Book Synopsis The Oxford Handbook of American Folklore and Folklife Studies by : Simon J. Bronner
Download or read book The Oxford Handbook of American Folklore and Folklife Studies written by Simon J. Bronner and published by Oxford University Press. This book was released on 2019-08-06 with total page 1033 pages. Available in PDF, EPUB and Kindle. Book excerpt: The Oxford Handbook of American Folklore and Folklife Studies surveys the materials, approaches, concepts, and applications of the field to provide a sweeping guide to American folklore and folklife, culture, history, and society. Forty-three comprehensive and diverse chapters delve into significant themes and methods of folklore and folklife study; established expressions and activities; spheres and locations of folkloric action; and shared cultures and common identities. Beyond the longstanding arenas of academic focus developed throughout the 350-year legacy of folklore and folklife study, contributors at the forefront of the field also explore exciting new areas of attention that have emerged in the twenty-first century such as the Internet, bodylore, folklore of organizations and networks, sexual orientation, neurodiverse identities, and disability groups.

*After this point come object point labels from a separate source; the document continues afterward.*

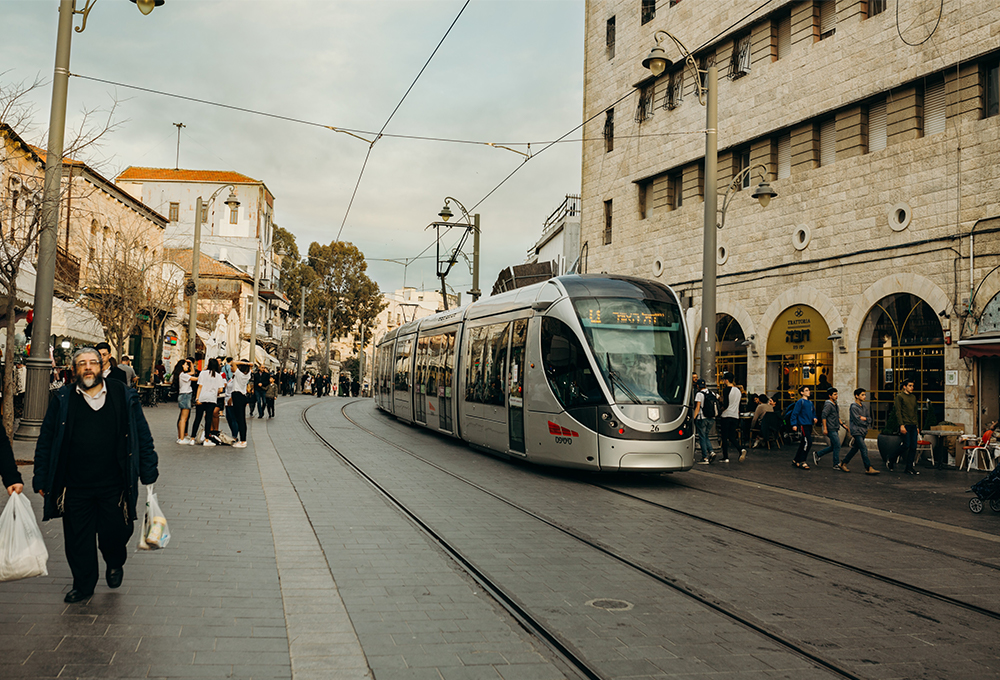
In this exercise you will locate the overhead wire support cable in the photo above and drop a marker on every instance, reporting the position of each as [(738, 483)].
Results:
[(371, 146)]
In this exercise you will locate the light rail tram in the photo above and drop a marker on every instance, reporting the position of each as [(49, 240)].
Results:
[(585, 371)]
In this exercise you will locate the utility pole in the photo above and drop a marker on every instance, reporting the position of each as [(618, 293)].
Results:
[(475, 292), (195, 263), (177, 162), (302, 337), (253, 312)]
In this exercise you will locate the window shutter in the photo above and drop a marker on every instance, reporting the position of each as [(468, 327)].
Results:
[(784, 156), (827, 142), (827, 17), (784, 37), (876, 126), (934, 108)]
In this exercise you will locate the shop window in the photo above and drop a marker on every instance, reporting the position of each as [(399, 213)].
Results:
[(901, 339), (730, 352)]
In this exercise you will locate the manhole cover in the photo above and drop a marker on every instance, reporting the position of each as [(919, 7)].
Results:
[(610, 605)]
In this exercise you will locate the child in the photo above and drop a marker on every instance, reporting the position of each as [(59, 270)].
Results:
[(271, 393)]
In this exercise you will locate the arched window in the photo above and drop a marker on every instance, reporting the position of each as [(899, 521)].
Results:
[(901, 338), (730, 352)]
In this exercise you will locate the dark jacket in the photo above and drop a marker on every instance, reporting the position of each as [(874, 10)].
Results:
[(8, 466), (137, 456)]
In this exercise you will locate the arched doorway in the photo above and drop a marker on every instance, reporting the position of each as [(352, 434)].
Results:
[(799, 353), (730, 352), (901, 338)]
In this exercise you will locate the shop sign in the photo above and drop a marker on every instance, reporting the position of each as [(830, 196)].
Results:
[(799, 330)]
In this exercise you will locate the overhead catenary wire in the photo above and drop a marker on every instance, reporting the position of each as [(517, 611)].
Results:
[(371, 146)]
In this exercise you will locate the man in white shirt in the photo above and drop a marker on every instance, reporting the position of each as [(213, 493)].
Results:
[(729, 421)]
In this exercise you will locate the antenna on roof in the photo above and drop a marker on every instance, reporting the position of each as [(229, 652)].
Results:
[(177, 162)]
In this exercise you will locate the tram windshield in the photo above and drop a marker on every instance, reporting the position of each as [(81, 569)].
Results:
[(639, 346)]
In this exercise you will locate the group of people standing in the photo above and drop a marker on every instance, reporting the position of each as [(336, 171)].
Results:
[(225, 388), (723, 410)]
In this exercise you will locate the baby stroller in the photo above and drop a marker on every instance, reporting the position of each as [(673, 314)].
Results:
[(986, 489)]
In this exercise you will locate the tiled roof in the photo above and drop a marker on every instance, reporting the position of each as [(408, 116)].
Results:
[(43, 154), (207, 267), (132, 173)]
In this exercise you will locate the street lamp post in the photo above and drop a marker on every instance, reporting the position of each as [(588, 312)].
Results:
[(471, 223), (231, 201), (708, 95), (38, 363)]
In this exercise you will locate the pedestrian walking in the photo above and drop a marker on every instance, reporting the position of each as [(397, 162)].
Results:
[(93, 448), (211, 385), (859, 418), (830, 417), (906, 410), (260, 382), (706, 407), (108, 368), (185, 380), (271, 393), (729, 419), (237, 388), (803, 418)]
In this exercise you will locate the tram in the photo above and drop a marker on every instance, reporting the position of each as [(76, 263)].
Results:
[(584, 371)]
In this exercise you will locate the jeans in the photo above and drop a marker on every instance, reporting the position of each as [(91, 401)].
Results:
[(728, 435), (858, 445), (910, 445), (805, 444), (834, 447), (703, 426)]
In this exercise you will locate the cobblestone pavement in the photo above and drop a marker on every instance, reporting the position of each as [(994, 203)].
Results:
[(285, 564)]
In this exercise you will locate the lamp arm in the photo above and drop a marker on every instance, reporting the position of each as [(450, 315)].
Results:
[(733, 188), (689, 59)]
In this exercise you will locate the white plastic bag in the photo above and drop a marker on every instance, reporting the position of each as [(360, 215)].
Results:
[(22, 550), (155, 533)]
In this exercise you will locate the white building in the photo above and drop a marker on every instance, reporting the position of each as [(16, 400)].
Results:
[(560, 239)]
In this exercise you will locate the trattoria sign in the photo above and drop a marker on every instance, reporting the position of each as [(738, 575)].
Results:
[(799, 330)]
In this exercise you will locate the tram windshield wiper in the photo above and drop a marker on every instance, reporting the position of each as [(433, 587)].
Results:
[(617, 380)]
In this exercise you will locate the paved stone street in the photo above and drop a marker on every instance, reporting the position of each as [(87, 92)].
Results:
[(284, 563)]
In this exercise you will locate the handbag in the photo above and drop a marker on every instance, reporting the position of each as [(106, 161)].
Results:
[(22, 550), (155, 533)]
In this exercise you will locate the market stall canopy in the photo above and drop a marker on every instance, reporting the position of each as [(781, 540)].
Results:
[(259, 355), (78, 323)]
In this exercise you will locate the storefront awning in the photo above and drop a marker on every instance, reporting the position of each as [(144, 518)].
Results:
[(980, 346)]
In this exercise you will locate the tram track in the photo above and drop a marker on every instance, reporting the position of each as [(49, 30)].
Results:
[(533, 625)]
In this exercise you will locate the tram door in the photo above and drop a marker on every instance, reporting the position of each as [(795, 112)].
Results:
[(515, 381)]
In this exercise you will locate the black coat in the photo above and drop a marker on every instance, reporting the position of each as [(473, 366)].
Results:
[(136, 454)]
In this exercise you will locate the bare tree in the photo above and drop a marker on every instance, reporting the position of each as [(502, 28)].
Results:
[(122, 272)]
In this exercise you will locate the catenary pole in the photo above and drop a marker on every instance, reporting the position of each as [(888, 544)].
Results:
[(38, 363)]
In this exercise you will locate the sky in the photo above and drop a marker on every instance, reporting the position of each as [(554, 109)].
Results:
[(509, 72)]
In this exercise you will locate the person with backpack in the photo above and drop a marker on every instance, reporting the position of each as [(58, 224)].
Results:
[(706, 409), (729, 419), (802, 419)]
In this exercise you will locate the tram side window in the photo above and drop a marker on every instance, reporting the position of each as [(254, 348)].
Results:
[(474, 372), (403, 365), (566, 366)]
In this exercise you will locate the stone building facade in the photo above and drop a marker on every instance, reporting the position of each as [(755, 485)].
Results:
[(875, 262)]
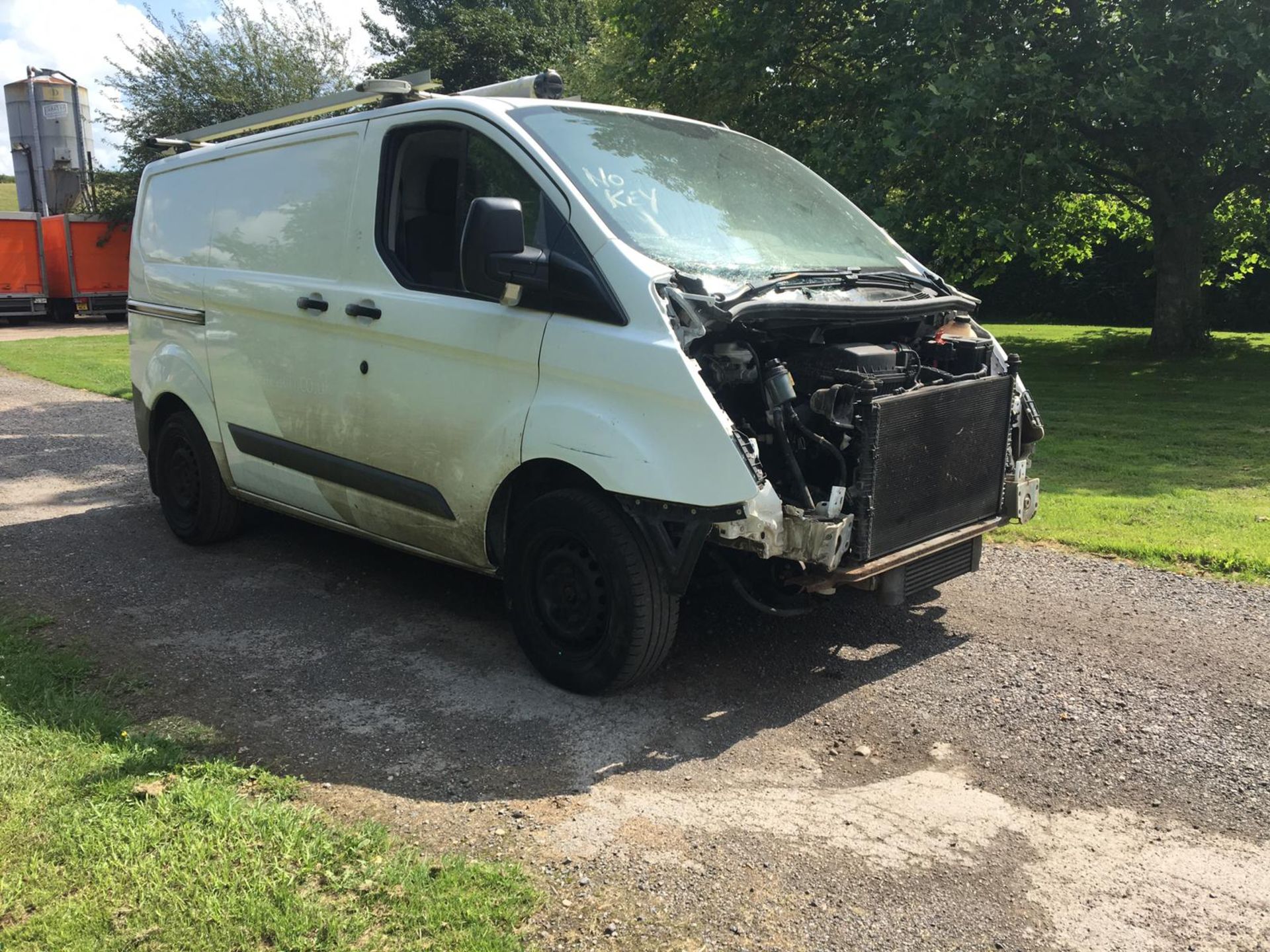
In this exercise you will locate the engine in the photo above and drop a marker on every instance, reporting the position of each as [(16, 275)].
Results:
[(902, 424)]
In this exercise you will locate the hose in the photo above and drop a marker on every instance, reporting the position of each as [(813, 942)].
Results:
[(945, 377), (795, 470), (825, 446)]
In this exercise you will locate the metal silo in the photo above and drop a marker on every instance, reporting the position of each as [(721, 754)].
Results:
[(51, 136)]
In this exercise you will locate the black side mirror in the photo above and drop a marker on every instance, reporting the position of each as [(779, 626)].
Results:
[(493, 258)]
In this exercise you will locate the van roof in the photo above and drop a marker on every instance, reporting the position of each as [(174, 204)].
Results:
[(479, 104)]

Encompassing a wide range of cultural traditions in the United States, from bits of slang in private conversations to massive public demonstrations, ancient beliefs to contemporary viral memes, and a simple handshake greeting to group festivals, these chapters consider the meanings in oral, social, and material genres of dance, ritual, drama, play, speech, song, and story while drawing attention to tradition-centered communities such as the Amish and Hasidim, occupational groups and their workaday worlds, and children and other age groups. Weaving together such varied and manifest traditions, this handbook pays significant attention to the cultural diversity and changing national boundaries that have always been distinctive in the American experience, reflecting on the relative youth of the nation; global connections of customs brought by immigrants; mobility of residents and their relation to an indigenous, urbanized, and racialized population; and a varied landscape and settlement pattern. Edited by leading folklore scholar Simon J. Bronner, this handbook celebrates the extraordinary richness of the American social and cultural fabric, offering a valuable resource not only for scholars and students of American studies, but also for the global study of tradition, folk arts, and cultural practice.